Optimal Inference Schedules for Masked Diffusion Models

A major bottleneck of standard auto-regressive large language models is that their inference process is inherently sequential, resulting in very long and costly inference times. To circumvent this, practitioners proposed a class of language models called \emph{diffusion language models}, of which the \emph{masked diffusion model} (MDM) is the most successful. The MDM is able to sample tokens out-of-order and, ostensibly, many tokens at once and in parallel. However, there is very limited rigorous understanding of how much parallel sampling these models can perform without noticeable degradation in their sampling performance. Prior work in Li and Cai (2025) obtained some preliminary bounds, but these are not tight for many natural classes of distributions.
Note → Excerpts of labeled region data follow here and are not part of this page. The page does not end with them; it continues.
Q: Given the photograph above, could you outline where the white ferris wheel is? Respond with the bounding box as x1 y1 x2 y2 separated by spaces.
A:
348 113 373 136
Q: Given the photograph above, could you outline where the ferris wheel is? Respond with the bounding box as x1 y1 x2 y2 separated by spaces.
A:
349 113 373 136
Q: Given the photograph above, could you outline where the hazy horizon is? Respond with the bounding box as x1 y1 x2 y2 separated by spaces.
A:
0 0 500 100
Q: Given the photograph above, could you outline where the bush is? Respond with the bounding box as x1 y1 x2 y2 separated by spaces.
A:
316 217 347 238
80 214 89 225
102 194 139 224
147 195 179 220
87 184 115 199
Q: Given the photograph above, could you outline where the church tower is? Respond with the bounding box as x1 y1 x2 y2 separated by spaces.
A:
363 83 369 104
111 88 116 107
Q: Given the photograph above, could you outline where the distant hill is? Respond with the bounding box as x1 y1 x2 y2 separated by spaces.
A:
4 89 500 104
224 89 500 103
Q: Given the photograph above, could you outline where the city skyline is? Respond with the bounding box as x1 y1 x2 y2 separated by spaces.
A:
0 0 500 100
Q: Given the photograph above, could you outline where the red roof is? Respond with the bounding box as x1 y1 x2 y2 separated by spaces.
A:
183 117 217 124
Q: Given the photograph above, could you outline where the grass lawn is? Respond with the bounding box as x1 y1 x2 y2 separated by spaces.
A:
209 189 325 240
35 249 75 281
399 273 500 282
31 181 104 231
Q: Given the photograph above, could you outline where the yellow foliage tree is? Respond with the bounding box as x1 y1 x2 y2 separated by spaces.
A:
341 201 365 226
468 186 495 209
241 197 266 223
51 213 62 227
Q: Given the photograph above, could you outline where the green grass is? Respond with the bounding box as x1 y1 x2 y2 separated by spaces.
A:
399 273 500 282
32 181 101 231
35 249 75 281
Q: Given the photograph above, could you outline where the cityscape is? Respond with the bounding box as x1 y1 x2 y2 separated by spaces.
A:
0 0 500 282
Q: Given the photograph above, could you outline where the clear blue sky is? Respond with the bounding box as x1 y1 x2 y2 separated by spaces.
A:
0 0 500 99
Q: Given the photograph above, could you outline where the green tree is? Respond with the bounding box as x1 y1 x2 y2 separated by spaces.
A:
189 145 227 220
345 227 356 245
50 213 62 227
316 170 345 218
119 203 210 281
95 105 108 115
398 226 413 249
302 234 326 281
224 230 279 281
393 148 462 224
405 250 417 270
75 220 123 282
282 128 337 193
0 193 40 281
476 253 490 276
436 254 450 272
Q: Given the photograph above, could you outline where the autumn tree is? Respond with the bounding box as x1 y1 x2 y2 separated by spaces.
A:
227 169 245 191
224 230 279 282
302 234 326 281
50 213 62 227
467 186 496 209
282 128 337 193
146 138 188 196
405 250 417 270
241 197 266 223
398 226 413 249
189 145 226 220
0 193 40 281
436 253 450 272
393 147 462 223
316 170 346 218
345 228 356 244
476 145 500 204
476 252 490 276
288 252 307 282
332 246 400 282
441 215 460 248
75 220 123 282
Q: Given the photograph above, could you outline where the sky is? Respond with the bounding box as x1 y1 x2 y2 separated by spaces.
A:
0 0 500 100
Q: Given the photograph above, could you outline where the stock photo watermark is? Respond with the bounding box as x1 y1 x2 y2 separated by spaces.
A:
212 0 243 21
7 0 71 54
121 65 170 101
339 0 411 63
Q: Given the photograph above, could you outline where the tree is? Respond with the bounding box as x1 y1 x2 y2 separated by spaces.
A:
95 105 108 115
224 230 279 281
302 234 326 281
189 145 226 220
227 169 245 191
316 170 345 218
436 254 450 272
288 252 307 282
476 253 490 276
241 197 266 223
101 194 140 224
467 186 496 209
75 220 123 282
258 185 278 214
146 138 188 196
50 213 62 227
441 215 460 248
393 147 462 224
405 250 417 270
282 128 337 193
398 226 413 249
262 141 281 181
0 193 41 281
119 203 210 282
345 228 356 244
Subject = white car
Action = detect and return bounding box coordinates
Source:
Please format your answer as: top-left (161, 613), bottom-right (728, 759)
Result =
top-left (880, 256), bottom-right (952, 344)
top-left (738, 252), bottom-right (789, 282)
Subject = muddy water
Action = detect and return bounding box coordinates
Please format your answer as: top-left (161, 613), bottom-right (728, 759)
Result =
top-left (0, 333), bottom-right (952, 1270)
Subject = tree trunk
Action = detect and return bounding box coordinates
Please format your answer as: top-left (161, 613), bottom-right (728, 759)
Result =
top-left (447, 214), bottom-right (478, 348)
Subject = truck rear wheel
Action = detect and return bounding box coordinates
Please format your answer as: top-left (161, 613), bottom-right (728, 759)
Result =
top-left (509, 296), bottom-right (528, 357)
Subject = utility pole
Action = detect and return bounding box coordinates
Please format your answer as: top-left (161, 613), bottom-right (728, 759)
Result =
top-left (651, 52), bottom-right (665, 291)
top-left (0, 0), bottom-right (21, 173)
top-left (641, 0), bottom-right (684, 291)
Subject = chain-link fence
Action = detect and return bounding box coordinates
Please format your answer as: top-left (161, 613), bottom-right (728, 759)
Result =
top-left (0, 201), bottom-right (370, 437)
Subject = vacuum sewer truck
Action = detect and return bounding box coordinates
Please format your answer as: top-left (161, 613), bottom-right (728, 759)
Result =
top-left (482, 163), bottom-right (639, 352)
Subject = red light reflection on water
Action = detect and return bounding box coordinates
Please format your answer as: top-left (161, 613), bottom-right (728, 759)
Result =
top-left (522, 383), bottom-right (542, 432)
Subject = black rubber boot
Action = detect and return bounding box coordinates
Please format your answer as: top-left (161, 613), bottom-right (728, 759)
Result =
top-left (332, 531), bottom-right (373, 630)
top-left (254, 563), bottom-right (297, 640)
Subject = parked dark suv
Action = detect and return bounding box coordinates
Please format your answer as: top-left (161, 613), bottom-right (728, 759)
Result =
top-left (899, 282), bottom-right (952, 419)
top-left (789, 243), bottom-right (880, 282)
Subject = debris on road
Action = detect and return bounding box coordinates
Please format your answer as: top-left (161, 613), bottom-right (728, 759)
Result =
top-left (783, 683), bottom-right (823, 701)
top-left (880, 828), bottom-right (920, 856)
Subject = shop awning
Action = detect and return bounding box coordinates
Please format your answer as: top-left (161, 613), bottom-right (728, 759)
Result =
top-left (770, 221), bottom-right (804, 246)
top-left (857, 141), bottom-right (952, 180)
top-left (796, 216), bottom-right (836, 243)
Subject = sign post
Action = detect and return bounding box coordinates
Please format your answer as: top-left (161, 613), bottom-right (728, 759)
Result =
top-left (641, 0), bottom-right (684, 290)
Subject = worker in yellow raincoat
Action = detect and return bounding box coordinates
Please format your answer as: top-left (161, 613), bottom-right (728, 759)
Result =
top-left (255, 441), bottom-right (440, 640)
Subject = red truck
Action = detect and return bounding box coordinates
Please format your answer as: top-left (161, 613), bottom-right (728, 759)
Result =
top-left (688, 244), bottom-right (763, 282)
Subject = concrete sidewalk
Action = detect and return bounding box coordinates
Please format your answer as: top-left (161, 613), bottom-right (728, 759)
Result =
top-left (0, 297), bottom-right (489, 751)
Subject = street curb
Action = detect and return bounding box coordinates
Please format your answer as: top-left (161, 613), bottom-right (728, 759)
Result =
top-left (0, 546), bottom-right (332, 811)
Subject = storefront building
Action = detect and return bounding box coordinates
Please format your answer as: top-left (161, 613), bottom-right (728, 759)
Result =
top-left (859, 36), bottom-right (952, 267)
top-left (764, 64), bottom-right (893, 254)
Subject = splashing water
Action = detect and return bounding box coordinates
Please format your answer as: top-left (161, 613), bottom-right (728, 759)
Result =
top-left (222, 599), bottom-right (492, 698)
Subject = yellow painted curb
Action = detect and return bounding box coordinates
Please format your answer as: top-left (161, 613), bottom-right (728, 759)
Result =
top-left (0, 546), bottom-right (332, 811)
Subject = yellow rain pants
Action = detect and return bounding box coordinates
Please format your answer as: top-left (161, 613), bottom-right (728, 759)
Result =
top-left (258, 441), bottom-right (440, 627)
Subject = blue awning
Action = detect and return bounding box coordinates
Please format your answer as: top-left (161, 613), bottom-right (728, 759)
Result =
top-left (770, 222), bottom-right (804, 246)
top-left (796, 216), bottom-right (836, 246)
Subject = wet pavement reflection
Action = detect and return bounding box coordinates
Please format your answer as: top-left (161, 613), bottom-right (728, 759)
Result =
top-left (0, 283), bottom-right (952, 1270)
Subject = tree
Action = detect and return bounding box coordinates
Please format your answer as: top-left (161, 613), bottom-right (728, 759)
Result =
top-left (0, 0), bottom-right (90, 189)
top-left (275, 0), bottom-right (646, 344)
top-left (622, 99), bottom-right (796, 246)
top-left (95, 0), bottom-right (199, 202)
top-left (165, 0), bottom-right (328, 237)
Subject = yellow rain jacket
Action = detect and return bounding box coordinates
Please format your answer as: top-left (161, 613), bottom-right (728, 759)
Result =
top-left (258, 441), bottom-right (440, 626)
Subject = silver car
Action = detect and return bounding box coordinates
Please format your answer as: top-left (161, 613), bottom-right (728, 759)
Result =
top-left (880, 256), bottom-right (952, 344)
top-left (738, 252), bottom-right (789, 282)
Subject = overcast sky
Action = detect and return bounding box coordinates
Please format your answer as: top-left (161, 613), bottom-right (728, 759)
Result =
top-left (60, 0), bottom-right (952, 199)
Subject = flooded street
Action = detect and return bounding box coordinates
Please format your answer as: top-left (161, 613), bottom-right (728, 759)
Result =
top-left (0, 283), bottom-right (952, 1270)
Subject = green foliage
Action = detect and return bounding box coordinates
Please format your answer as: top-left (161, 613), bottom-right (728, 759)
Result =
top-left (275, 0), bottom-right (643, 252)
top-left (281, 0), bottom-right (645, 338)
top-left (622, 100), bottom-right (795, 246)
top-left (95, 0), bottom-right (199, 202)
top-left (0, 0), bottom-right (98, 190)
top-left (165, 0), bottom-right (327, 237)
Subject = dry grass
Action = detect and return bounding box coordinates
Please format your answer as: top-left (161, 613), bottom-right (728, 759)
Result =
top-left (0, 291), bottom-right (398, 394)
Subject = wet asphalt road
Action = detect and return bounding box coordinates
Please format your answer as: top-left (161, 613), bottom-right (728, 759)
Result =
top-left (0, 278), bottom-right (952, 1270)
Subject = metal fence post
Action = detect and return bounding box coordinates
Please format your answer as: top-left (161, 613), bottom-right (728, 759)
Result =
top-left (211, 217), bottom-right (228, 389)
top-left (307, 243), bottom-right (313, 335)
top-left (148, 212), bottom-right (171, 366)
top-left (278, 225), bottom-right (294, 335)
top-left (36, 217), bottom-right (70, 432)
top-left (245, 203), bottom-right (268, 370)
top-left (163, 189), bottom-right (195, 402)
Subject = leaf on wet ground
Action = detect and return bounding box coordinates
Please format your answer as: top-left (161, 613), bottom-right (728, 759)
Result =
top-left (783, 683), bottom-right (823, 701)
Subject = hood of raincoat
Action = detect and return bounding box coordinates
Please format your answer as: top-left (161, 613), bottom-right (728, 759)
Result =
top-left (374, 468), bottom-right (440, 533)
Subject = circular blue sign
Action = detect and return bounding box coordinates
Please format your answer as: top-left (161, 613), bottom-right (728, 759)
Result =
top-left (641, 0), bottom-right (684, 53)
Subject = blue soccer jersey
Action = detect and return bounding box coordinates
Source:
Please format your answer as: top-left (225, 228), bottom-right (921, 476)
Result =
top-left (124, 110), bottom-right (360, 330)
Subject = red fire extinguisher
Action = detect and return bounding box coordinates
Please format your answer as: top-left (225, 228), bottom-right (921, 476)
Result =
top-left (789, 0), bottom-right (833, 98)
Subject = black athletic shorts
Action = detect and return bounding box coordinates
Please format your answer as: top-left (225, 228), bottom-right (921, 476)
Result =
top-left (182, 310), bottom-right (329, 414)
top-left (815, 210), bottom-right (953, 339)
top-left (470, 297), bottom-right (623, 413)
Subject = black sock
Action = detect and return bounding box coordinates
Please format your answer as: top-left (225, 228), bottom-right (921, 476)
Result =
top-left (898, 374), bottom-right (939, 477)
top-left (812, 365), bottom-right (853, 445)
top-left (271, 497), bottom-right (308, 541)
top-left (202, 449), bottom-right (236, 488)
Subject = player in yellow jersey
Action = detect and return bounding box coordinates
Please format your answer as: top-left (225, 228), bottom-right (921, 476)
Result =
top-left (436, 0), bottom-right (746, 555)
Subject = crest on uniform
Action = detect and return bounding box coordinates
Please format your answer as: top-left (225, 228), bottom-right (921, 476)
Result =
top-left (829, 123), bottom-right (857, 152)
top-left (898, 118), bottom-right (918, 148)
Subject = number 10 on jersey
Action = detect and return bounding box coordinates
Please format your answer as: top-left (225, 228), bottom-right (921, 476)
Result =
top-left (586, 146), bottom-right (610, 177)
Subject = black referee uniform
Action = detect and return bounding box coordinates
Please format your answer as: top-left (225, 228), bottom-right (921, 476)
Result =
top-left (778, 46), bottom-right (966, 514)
In this work, we give a new, \emph{exact} characterization of the expected divergence between the true distribution and the sampled distribution, for any distribution and any unmasking schedule for the sampler, showing an elegant connection to the theory of \emph{univariate function approximation}. By leveraging this connection, we then attain a number of novel lower and upper bounds for this problem. While the connection to function approximation in principle gives the optimal unmasking schedule for any distribution, we show that it is in general impossible to compete with it without strong \emph{a priori} knowledge of the distribution, even in seemingly benign settings. However, we also demonstrate new upper bounds and new sampling schedules in terms of well-studied information-theoretic properties of the base distribution, namely, its \emph{total correlation} and \emph{dual total correlation}, which show that in some natural settings, one can sample in $O(\log n)$ steps without any visible loss in performance, where $n$ is the total sequence length.